Empreender é…

Empreender é ter um olhar artístico sobre a realidade para trazer à existência o seu projeto. Como um pintor constrói sua arte sobre uma tela branca, um escultor sobre uma tora bruta de madeira e um compositor organiza as notas musicais para criar do nada uma linda melodia.

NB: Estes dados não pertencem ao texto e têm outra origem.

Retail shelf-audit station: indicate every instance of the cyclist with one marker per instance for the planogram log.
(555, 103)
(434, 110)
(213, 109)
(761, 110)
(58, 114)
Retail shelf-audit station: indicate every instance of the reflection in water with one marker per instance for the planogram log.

Depois do trabalho pronto, a nossa alma se alegra com a música, nossos olhos contemplam os quadros pendurados nas paredes das exposições e as peças esculpidas decoram os escritórios das empresas construídas pelos seus idealizadores. Nessas empresas, muitos sonham, realizam, ganham a vida e colocam para fora seu talento.

Mas o que era tudo isso antes de alguém dar a primeira pincelada? Antes de dar a primeira martelada? De compor o primeiro acorde? Ou de ter sua primeira ideia de produto?

Nada existia, a não ser o comum, o corriqueiro e todos apenas seguindo o fluxo. Mas pela ousadia e a coragem desses artistas, em meio ao caos da burocracia, contrariando a muitos, o nada foi transformado em algo muito especial a ser apreciado por muitos anos. Isso é empreender.

 

Post publicado no blog Geração de Valor pelo Flávio Augusto.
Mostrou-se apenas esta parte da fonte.